Thursday, August 10, 2006

Ethanolonomics

Re: [spiers] Ethanolonomics

OK, Here is an import idea that could be developed,
but be warned, doing so could change the world.

A closet sized home alcohol fuel manufacturing unit.
One that could fit into a corner of the garage. On
one end, the homeowner drops in grass clippings, yard
waste, apple cores, banana peels, etc... The
cellulosic process transforms the waste. The other
end stores your alcohol fuel.

By the lowest estimate I could find, the cellulosic
process will produce 1 gal of ethanol per 30 lbs of
waste. The byproduct of the process can fertilize
your garden. The heat from the processing could warm
your house.

There are already "make your own bio-diesel" kits, why
not Alcohol?

No government regulations to stop you. Don't have to
worry about an infrastructure to deliver the product.
A black market in yard waste could spring up. Theft
of trash would be a serious concern. Arab governments
would collapse.

Anthony

PS, The NSA has probably read this post.
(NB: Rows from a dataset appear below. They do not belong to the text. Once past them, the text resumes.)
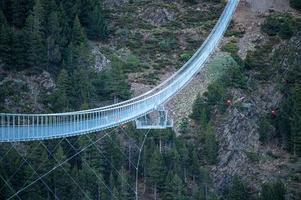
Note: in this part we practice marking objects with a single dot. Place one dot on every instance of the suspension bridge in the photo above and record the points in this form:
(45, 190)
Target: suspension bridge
(29, 127)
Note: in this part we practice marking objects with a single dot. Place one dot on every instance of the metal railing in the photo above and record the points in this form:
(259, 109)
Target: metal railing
(26, 127)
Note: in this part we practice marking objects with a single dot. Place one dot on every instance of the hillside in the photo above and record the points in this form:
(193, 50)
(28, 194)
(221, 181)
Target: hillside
(237, 123)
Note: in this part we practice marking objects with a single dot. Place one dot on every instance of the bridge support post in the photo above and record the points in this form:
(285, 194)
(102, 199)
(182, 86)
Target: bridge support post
(158, 119)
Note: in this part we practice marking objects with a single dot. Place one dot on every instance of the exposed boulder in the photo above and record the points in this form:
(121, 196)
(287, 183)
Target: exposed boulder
(158, 16)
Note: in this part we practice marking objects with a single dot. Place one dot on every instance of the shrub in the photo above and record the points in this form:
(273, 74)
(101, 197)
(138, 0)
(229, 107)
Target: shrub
(279, 24)
(296, 4)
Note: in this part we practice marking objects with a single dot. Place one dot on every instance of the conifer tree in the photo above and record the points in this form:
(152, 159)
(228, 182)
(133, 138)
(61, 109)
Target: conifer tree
(174, 188)
(237, 190)
(156, 172)
(210, 146)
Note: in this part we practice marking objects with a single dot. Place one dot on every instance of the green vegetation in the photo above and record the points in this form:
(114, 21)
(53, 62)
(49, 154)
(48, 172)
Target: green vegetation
(237, 190)
(296, 4)
(280, 24)
(273, 191)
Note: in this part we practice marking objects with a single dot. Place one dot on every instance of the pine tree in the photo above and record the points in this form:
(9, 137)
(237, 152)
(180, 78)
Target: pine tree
(156, 171)
(273, 191)
(210, 146)
(237, 190)
(6, 45)
(35, 44)
(62, 185)
(53, 40)
(296, 119)
(20, 11)
(60, 99)
(97, 28)
(296, 4)
(174, 188)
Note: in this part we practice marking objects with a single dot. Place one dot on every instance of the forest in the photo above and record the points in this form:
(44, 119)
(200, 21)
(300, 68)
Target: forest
(54, 35)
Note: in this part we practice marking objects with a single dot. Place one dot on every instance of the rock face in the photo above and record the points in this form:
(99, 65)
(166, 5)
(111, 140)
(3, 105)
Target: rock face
(240, 151)
(157, 16)
(113, 3)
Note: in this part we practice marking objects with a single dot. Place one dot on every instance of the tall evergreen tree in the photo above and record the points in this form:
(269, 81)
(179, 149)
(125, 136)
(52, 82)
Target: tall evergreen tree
(237, 190)
(156, 172)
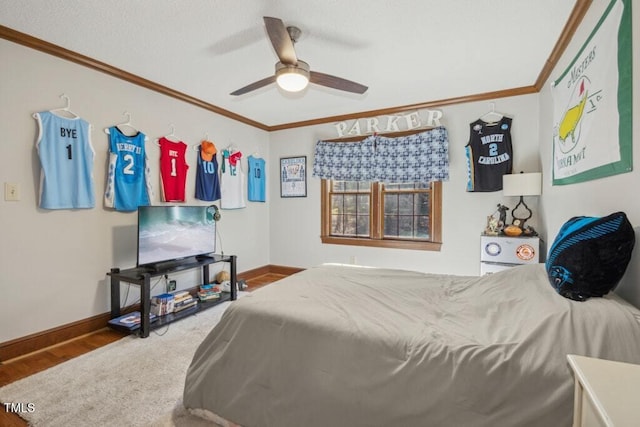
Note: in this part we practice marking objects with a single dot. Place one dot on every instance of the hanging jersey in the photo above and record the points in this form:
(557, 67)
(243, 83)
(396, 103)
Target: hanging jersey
(128, 184)
(489, 154)
(207, 182)
(231, 181)
(66, 160)
(173, 170)
(257, 180)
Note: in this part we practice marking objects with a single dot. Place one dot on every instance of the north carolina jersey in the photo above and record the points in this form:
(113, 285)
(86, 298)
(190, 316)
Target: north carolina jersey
(128, 184)
(66, 159)
(207, 182)
(257, 180)
(489, 154)
(231, 181)
(173, 170)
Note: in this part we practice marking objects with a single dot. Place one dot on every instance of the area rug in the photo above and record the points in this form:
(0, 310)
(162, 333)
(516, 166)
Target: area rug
(131, 382)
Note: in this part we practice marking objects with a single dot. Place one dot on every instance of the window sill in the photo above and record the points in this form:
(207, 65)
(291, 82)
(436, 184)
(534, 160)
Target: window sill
(394, 244)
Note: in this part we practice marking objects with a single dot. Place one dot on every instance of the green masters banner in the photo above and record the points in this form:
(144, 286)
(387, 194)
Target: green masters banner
(592, 103)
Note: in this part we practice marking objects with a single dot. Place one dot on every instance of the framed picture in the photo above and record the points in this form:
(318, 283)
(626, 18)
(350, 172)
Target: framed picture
(293, 176)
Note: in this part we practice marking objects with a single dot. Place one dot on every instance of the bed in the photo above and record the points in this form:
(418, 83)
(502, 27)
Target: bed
(339, 345)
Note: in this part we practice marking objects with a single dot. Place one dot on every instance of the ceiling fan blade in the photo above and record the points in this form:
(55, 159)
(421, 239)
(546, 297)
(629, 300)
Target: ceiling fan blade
(336, 83)
(280, 40)
(254, 86)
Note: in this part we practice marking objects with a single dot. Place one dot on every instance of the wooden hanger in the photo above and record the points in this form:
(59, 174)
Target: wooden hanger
(126, 124)
(492, 116)
(66, 111)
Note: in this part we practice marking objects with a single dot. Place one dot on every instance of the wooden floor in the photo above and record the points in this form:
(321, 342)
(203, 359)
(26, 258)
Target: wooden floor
(21, 367)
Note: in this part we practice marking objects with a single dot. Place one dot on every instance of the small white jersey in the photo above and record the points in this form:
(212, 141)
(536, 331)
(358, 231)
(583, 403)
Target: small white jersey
(232, 186)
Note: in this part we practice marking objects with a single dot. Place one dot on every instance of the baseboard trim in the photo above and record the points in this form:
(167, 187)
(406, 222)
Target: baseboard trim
(34, 342)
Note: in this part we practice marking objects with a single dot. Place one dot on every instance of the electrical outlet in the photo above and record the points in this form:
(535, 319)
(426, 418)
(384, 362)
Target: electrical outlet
(11, 192)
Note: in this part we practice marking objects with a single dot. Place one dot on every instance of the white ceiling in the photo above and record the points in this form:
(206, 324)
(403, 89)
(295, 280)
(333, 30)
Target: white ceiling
(406, 51)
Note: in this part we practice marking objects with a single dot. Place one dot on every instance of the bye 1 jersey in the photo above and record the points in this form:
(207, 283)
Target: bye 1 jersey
(66, 159)
(173, 170)
(489, 154)
(128, 184)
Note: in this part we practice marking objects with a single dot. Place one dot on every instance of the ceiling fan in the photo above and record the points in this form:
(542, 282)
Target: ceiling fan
(292, 74)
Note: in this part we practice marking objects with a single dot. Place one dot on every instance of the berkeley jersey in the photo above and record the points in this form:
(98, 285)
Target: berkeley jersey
(207, 182)
(257, 180)
(489, 154)
(66, 159)
(173, 170)
(128, 184)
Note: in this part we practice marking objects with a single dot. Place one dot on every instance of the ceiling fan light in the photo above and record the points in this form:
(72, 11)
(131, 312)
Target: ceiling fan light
(292, 78)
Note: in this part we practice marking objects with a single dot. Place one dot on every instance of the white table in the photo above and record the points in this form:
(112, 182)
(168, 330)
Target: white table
(607, 393)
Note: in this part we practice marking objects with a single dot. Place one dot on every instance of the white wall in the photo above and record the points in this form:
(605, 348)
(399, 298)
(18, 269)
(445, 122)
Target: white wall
(53, 264)
(295, 225)
(602, 196)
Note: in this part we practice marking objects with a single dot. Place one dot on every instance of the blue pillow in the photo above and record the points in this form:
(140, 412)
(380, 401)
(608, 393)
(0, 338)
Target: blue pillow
(590, 255)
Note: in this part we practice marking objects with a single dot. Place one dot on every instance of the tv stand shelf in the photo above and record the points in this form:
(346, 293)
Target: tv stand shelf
(141, 276)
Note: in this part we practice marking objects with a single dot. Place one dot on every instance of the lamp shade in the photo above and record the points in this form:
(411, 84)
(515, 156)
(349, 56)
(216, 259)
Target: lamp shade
(522, 184)
(292, 78)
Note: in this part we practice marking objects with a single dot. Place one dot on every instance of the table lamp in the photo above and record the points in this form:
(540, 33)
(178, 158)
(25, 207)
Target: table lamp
(522, 184)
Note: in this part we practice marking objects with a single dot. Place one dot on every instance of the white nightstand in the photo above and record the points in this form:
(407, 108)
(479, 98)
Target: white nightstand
(607, 393)
(498, 253)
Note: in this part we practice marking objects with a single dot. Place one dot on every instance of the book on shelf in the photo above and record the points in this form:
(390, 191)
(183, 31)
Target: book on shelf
(208, 296)
(130, 320)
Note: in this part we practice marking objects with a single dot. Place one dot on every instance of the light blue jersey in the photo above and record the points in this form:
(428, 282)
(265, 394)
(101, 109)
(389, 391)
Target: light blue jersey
(66, 158)
(128, 184)
(257, 180)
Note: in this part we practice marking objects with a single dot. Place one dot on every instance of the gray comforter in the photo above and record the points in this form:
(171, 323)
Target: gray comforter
(349, 346)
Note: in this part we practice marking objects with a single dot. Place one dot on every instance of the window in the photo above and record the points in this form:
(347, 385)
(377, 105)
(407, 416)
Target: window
(383, 215)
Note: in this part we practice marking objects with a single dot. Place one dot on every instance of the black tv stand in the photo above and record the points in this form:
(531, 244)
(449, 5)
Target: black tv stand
(141, 276)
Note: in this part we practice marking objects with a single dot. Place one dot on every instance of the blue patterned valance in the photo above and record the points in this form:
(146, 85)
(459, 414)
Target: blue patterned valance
(421, 157)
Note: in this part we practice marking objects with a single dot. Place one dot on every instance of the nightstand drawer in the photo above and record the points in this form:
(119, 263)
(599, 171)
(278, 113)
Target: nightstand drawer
(510, 250)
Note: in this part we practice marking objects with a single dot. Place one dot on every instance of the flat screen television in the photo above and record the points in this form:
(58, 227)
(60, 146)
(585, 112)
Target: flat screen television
(172, 233)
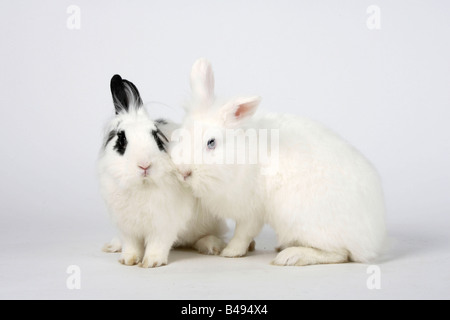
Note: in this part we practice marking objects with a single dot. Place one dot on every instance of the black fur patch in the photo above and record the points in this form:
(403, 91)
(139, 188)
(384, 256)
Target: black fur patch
(160, 139)
(161, 121)
(121, 143)
(111, 136)
(122, 91)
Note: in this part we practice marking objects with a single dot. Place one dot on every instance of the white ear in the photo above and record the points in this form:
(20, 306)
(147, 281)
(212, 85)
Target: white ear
(202, 81)
(239, 109)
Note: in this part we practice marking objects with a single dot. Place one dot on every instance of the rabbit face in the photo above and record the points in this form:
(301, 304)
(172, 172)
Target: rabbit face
(135, 149)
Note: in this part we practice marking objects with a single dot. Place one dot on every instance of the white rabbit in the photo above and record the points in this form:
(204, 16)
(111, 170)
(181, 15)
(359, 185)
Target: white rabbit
(150, 207)
(323, 198)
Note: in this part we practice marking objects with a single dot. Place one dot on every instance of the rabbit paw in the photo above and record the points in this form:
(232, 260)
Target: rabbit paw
(113, 247)
(235, 251)
(210, 245)
(153, 261)
(129, 259)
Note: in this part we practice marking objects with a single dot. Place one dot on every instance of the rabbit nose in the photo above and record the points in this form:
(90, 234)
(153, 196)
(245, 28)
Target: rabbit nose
(144, 167)
(187, 174)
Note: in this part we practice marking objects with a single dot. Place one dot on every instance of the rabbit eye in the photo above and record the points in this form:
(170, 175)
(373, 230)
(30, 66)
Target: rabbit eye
(121, 143)
(211, 144)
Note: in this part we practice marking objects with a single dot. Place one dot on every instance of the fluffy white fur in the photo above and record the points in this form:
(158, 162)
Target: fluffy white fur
(152, 210)
(325, 202)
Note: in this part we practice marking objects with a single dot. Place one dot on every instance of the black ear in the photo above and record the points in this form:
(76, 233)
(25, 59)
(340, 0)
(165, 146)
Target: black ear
(124, 94)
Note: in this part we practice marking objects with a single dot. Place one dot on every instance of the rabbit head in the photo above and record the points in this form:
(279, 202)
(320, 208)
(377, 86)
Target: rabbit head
(134, 150)
(208, 149)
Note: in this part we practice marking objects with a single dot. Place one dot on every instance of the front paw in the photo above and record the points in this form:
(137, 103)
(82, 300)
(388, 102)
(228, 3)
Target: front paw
(129, 259)
(153, 261)
(235, 251)
(210, 245)
(113, 247)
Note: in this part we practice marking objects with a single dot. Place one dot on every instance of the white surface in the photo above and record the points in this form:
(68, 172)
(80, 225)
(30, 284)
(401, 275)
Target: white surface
(386, 91)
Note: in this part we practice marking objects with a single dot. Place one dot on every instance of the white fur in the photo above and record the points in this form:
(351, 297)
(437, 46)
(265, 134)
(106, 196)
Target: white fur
(325, 202)
(152, 212)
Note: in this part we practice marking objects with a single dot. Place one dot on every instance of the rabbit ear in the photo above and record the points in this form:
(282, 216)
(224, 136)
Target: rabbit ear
(125, 94)
(239, 109)
(202, 81)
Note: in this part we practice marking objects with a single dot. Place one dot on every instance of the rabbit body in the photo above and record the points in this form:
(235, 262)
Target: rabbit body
(322, 197)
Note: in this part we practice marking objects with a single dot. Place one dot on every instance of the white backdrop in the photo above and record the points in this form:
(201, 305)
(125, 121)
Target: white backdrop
(385, 90)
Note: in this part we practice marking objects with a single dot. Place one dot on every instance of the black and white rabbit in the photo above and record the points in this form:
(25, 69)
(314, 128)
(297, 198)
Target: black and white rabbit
(152, 210)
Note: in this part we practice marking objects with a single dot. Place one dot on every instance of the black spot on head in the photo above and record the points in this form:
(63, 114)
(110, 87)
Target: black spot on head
(121, 143)
(161, 121)
(111, 136)
(160, 139)
(124, 93)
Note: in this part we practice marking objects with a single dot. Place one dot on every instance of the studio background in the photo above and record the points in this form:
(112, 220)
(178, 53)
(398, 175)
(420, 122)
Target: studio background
(386, 90)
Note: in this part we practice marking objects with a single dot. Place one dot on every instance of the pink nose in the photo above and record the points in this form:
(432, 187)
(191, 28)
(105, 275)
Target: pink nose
(187, 174)
(144, 168)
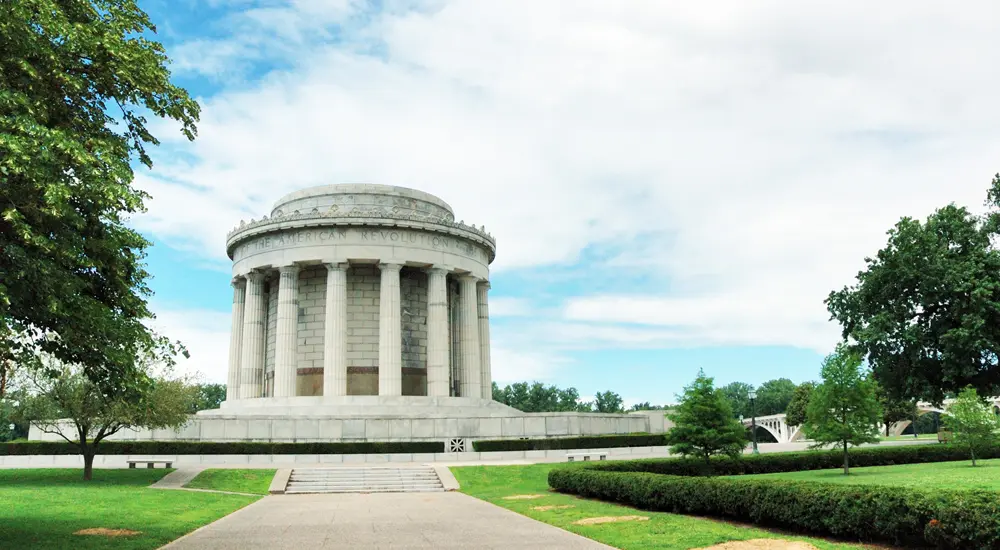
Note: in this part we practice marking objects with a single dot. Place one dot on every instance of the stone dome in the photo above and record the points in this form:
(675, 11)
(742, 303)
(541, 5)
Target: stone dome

The whole
Spiers group could now be considered subversive.


--- John Spiers wrote:

> Anthony,
>
> My arrgument is fuel is fuel, no matter where it
> comes from, and I'd cast any shortage or other
> crisis as a misallocation problem, borne of govt
> meddling in the markets.
>
> Anything that takes a subsidy cannot be a great
> idea, and any great idea does not need a subsidy,
> it would seem to me. We have no energy crisis,
> merely an asset misallocation.
>
> We need freedom to solve these problem, and without
> it they will only grow worse.
>
> John
> On Wed, 9 Aug 2006 14:55:24 -0700 (PDT), M A Granich
> wrote :
>
> > Implementing alternative fuels is a political
> problem,
> > not one of feasibility. There are great ideas for
> > producing alternative fuels and increasing the
> > efficiency of the machines that use them. But, an
> > aggregate of government inaction, ineptitude and
> oil
> > company influence have stymied any attempt.